Posted on:2007-10-18Degree:Ph.DType:Dissertation
University:Simon Fraser University (Canada)Candidate:Jin, TongFull Text:PDF
GTID:1448390005468728Subject:Engineering
Abstract/Summary:
Context based adaptive entropy coders are used in newer compression standards to achieve rates that are asymptotically close to the source entropy: separate arithmetic coders are used for a large number of possible conditioning classes. This greatly reduces the amount of sample data available for learning. To combat this problem, which is referred as the context dilution problem in the literature, one needs to balance the benefit of using high-order context modeling and the learning cost associated with context dilution.; In the first part of this dissertation, we propose a context quantization method to attack the context dilution problem for non-binary source.

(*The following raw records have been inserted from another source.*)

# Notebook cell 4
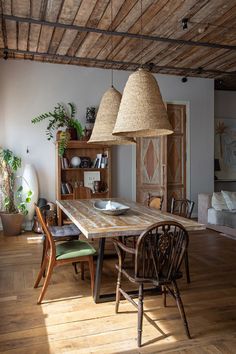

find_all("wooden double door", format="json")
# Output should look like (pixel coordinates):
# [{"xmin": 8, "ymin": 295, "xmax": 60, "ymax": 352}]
[{"xmin": 136, "ymin": 104, "xmax": 187, "ymax": 210}]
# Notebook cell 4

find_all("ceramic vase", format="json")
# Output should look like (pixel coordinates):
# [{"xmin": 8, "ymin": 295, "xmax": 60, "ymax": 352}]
[{"xmin": 22, "ymin": 164, "xmax": 39, "ymax": 221}]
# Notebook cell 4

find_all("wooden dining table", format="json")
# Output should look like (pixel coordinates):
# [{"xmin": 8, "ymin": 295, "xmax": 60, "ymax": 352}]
[{"xmin": 56, "ymin": 198, "xmax": 206, "ymax": 303}]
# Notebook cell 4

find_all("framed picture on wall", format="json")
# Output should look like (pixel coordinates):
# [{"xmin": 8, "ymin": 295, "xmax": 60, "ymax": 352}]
[
  {"xmin": 84, "ymin": 171, "xmax": 101, "ymax": 192},
  {"xmin": 215, "ymin": 118, "xmax": 236, "ymax": 181}
]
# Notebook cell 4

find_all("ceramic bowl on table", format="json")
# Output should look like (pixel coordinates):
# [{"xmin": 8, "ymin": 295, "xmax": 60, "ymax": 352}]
[{"xmin": 93, "ymin": 200, "xmax": 130, "ymax": 215}]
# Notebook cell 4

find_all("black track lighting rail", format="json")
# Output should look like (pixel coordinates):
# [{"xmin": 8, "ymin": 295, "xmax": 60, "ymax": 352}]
[
  {"xmin": 0, "ymin": 48, "xmax": 236, "ymax": 78},
  {"xmin": 2, "ymin": 14, "xmax": 236, "ymax": 51}
]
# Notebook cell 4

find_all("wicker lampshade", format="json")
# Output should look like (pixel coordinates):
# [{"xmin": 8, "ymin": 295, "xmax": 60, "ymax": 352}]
[
  {"xmin": 88, "ymin": 87, "xmax": 135, "ymax": 145},
  {"xmin": 113, "ymin": 69, "xmax": 173, "ymax": 137}
]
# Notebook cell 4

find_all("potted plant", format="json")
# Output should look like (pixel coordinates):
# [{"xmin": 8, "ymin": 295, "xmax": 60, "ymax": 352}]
[
  {"xmin": 31, "ymin": 102, "xmax": 84, "ymax": 156},
  {"xmin": 0, "ymin": 149, "xmax": 32, "ymax": 236}
]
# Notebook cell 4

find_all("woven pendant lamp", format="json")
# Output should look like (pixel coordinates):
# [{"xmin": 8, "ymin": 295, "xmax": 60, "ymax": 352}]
[
  {"xmin": 88, "ymin": 87, "xmax": 135, "ymax": 145},
  {"xmin": 113, "ymin": 69, "xmax": 173, "ymax": 137},
  {"xmin": 88, "ymin": 0, "xmax": 136, "ymax": 145}
]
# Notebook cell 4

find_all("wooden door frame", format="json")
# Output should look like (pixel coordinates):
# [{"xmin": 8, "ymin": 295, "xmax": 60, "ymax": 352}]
[{"xmin": 165, "ymin": 100, "xmax": 191, "ymax": 199}]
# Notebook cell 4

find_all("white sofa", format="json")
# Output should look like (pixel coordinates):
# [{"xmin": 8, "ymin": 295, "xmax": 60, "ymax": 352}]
[{"xmin": 198, "ymin": 193, "xmax": 236, "ymax": 237}]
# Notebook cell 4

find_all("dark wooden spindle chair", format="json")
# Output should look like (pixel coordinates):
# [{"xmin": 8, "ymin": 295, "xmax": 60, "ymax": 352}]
[
  {"xmin": 73, "ymin": 186, "xmax": 92, "ymax": 199},
  {"xmin": 114, "ymin": 222, "xmax": 191, "ymax": 347},
  {"xmin": 170, "ymin": 198, "xmax": 195, "ymax": 283},
  {"xmin": 34, "ymin": 206, "xmax": 96, "ymax": 304}
]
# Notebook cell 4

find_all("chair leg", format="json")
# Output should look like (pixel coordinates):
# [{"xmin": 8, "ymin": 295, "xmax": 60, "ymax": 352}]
[
  {"xmin": 137, "ymin": 284, "xmax": 143, "ymax": 347},
  {"xmin": 34, "ymin": 255, "xmax": 48, "ymax": 288},
  {"xmin": 115, "ymin": 270, "xmax": 121, "ymax": 313},
  {"xmin": 161, "ymin": 285, "xmax": 166, "ymax": 307},
  {"xmin": 172, "ymin": 281, "xmax": 191, "ymax": 339},
  {"xmin": 184, "ymin": 251, "xmax": 190, "ymax": 283},
  {"xmin": 80, "ymin": 262, "xmax": 84, "ymax": 280},
  {"xmin": 37, "ymin": 259, "xmax": 55, "ymax": 305},
  {"xmin": 88, "ymin": 256, "xmax": 95, "ymax": 296}
]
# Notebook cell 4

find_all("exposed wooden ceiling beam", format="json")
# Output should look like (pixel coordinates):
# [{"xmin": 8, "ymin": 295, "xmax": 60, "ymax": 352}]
[
  {"xmin": 0, "ymin": 48, "xmax": 236, "ymax": 78},
  {"xmin": 2, "ymin": 14, "xmax": 236, "ymax": 51}
]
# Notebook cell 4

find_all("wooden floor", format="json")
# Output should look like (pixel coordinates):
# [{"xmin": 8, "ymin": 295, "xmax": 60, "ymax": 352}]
[{"xmin": 0, "ymin": 230, "xmax": 236, "ymax": 354}]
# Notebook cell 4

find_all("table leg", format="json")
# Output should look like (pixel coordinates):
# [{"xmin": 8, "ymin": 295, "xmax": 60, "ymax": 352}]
[{"xmin": 93, "ymin": 237, "xmax": 114, "ymax": 304}]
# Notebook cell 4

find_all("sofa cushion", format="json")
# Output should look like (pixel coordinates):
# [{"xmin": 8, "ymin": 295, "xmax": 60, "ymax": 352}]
[
  {"xmin": 208, "ymin": 208, "xmax": 236, "ymax": 228},
  {"xmin": 211, "ymin": 192, "xmax": 228, "ymax": 210},
  {"xmin": 221, "ymin": 191, "xmax": 236, "ymax": 210}
]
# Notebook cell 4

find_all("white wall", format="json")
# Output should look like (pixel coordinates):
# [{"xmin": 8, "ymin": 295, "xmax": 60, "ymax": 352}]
[
  {"xmin": 215, "ymin": 90, "xmax": 236, "ymax": 191},
  {"xmin": 0, "ymin": 60, "xmax": 214, "ymax": 210}
]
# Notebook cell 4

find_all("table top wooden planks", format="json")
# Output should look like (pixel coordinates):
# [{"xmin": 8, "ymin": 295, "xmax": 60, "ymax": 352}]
[{"xmin": 57, "ymin": 198, "xmax": 206, "ymax": 239}]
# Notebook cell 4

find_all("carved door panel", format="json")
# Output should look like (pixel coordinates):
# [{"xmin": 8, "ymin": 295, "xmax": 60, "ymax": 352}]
[
  {"xmin": 136, "ymin": 104, "xmax": 186, "ymax": 210},
  {"xmin": 136, "ymin": 137, "xmax": 167, "ymax": 210},
  {"xmin": 167, "ymin": 104, "xmax": 186, "ymax": 210}
]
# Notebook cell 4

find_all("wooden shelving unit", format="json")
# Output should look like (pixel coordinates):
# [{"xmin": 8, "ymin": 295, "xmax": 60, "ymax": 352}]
[{"xmin": 56, "ymin": 141, "xmax": 112, "ymax": 224}]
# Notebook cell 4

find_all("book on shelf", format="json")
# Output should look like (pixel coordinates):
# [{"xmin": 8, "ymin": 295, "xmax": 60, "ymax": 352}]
[
  {"xmin": 101, "ymin": 155, "xmax": 108, "ymax": 168},
  {"xmin": 61, "ymin": 157, "xmax": 69, "ymax": 169},
  {"xmin": 97, "ymin": 154, "xmax": 102, "ymax": 168},
  {"xmin": 63, "ymin": 157, "xmax": 70, "ymax": 168},
  {"xmin": 60, "ymin": 157, "xmax": 65, "ymax": 170},
  {"xmin": 66, "ymin": 182, "xmax": 73, "ymax": 194}
]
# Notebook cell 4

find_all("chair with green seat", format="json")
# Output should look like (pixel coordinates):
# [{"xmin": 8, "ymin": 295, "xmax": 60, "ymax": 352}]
[{"xmin": 34, "ymin": 206, "xmax": 96, "ymax": 304}]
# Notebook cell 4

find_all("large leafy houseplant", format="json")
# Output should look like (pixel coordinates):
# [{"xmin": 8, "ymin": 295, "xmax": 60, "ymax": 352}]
[
  {"xmin": 0, "ymin": 149, "xmax": 32, "ymax": 235},
  {"xmin": 31, "ymin": 102, "xmax": 84, "ymax": 156}
]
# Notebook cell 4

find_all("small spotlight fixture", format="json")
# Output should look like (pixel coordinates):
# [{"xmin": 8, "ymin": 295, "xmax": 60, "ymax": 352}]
[
  {"xmin": 3, "ymin": 50, "xmax": 8, "ymax": 60},
  {"xmin": 197, "ymin": 66, "xmax": 203, "ymax": 75},
  {"xmin": 182, "ymin": 17, "xmax": 188, "ymax": 30}
]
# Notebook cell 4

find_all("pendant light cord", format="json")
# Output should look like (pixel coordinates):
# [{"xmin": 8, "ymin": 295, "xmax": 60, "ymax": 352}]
[
  {"xmin": 110, "ymin": 0, "xmax": 114, "ymax": 87},
  {"xmin": 140, "ymin": 0, "xmax": 143, "ymax": 67}
]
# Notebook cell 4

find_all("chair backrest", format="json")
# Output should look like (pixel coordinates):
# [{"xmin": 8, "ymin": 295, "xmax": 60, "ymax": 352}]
[
  {"xmin": 135, "ymin": 222, "xmax": 189, "ymax": 283},
  {"xmin": 144, "ymin": 193, "xmax": 163, "ymax": 210},
  {"xmin": 35, "ymin": 204, "xmax": 56, "ymax": 256},
  {"xmin": 170, "ymin": 198, "xmax": 195, "ymax": 219},
  {"xmin": 73, "ymin": 186, "xmax": 92, "ymax": 199}
]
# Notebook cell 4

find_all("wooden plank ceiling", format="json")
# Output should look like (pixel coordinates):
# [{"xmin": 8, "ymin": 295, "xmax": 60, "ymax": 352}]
[{"xmin": 0, "ymin": 0, "xmax": 236, "ymax": 90}]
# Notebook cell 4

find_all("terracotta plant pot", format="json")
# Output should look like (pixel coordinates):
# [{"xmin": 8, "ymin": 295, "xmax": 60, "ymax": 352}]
[{"xmin": 0, "ymin": 212, "xmax": 24, "ymax": 236}]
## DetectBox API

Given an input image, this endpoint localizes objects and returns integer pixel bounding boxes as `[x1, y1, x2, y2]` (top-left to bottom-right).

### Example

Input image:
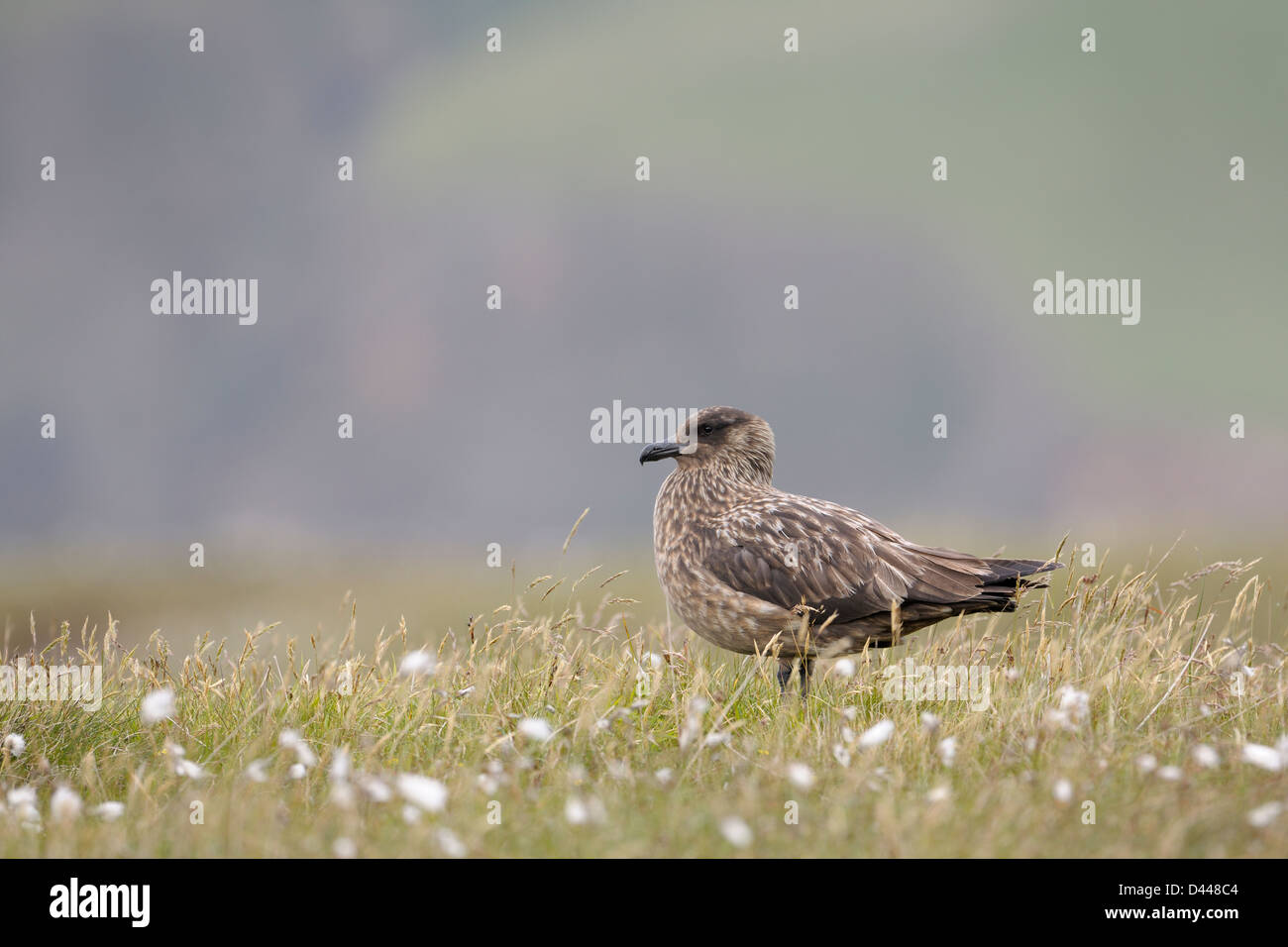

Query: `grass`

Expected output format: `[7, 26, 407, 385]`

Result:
[0, 549, 1288, 858]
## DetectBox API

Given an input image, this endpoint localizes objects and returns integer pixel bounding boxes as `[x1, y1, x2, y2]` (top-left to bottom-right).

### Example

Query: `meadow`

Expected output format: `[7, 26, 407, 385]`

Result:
[0, 541, 1288, 857]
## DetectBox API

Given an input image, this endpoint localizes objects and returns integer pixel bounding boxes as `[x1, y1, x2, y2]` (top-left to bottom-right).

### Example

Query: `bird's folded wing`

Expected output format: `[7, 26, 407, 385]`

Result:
[703, 493, 988, 622]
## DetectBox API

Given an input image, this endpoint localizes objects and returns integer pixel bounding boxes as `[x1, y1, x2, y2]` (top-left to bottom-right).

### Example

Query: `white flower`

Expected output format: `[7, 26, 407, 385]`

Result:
[1243, 743, 1284, 773]
[937, 737, 957, 767]
[720, 815, 751, 848]
[1194, 743, 1221, 770]
[787, 763, 814, 789]
[859, 720, 894, 750]
[89, 800, 125, 822]
[518, 716, 555, 743]
[139, 686, 175, 727]
[49, 786, 81, 822]
[1248, 802, 1284, 828]
[434, 828, 469, 858]
[396, 773, 447, 811]
[398, 650, 438, 678]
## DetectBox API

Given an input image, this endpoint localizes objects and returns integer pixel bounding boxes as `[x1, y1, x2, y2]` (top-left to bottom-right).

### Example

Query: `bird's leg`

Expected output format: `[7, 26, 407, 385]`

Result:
[778, 657, 814, 697]
[778, 657, 793, 697]
[802, 657, 814, 699]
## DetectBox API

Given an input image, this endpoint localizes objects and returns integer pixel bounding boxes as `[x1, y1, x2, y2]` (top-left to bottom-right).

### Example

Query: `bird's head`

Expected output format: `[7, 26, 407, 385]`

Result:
[640, 407, 774, 483]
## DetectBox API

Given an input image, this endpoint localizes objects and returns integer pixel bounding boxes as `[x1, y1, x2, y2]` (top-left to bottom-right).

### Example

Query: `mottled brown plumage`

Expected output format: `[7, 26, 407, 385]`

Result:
[640, 407, 1059, 686]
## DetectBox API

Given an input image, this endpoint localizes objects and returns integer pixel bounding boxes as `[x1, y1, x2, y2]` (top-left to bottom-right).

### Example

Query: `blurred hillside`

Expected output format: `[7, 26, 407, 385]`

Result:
[0, 0, 1288, 644]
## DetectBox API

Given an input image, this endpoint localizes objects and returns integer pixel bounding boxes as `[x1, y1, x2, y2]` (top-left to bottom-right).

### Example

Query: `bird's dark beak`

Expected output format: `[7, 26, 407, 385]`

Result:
[640, 441, 680, 464]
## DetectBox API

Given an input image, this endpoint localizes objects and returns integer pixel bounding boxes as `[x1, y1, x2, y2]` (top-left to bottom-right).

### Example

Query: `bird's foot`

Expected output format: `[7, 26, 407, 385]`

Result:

It begins with a large number of conditioning classes and then uses a clustering procedure to reduce the number of contexts into a desired size. The main operational difficulty in practice is how to describe the complex partition of the context space. To deal with this problem, we present two novel methods, coarse context quantization (CCQ) and entropy coded state sequence (ECSS), for efficiently describing the context book, which completely specifies the context quantizer mappings information.; The second part of this dissertation considers binarization of non-binary sources. Same as non-binary source, the cost of sending the complex context description as side information is very high. Up to now, all the context quantizers are designed off-line and being optimized with respect to the statistics of the training set. The problem of handling the mismatch between the training set and an input image has remained largely untreated. We propose three novel schemes, minimum description length, image dependent and minimum adaptive code length, to deal with this problem. The experimental results show that our approach outperforms the JBIG and JBIG2 standard with peak compression improvement of 24% and 11% separately on the chosen set of halftone images.; In the third part of this dissertation, we extend our study to the joint design of both quantizers and entropy coders. We propose a context-based classification and adaptive quantization scheme, which essentially produce a finite state quantizer and entropy coder with the same procedure.; Keywords. context, entropy coding, context quantization, image compression.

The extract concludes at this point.